By the standards of most businesses, October was a terrific month for Lawrence Memorial Hospital.
There were more customers than expected and revenue was well ahead of expectations, with more adults coming in for care, babies staying longer than expected, and the emergency department 16 percent busier than anticipated.
But hospitals aren't normal businesses, and as anyone in the industry knows, there's a dark side to success.
Discounts negotiated by health insurers and required by the government's Medicare and Medicaid programs gobbled up most of the revenue gains, and the expense of treating all those patients added to the hospital's staffing and supply costs, so that income for the month -- $198,000 -- was $65,000 below budget.
Too many "good" months like October, and LMH, the city-owned hospital at 325 Maine, could wind up losing money.
It's a dilemma faced by hospitals across the country, and one LMH hopes to address to some extent in 1996, when managers will be asked to rein in their expenses.
The $41.5 million expense budget approved by the hospital board Tuesday represents a 1.1 percent increase over 1995 spending. But that's far less than the 3 percent increase expected in patient revenue -- $43 million.
Budgets for advertising and staff training and travel are being slashed, and the board has decided to drop its membership in the American Hospital Assn., saving about $20,000.
The pressures to cut costs will only intensify next year, when managed care companies and the government demand deeper discounts, said Dennis Strathmann, the hospital's chief financial officer.
"I don't think any of the payers out there are going to be offering increases in their reimbursements," Strathmann said.
It will be, he said, the second round in the nation's market-focused struggle to control health-care costs. While that might translate into lower insurance premiums for employers and employees, the news for consumers may not be entirely good.
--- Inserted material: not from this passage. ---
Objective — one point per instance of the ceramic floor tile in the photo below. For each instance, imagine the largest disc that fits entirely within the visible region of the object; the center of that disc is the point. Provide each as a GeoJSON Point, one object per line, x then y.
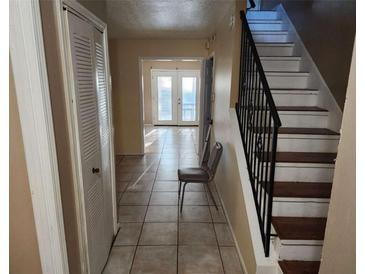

"It will probably culminate in a lot of hospitals across the country closing," Strathmann said. "It will certainly impact on the decision-making process at the hospitals that stay open, in terms of what services to provide."
LMH remains financially strong. It earned $2.7 million in the first nine months of 1995 and expects to earn $3.6 million in 1996 on gross revenue of $60.9 million. The board voted Tuesday to proceed with renovations in the emergency and maternity departments -- projects that will cost more than $1 million.
But expenses will have to be watched carefully, Strathmann said.
"We're going to have to get smarter," he said.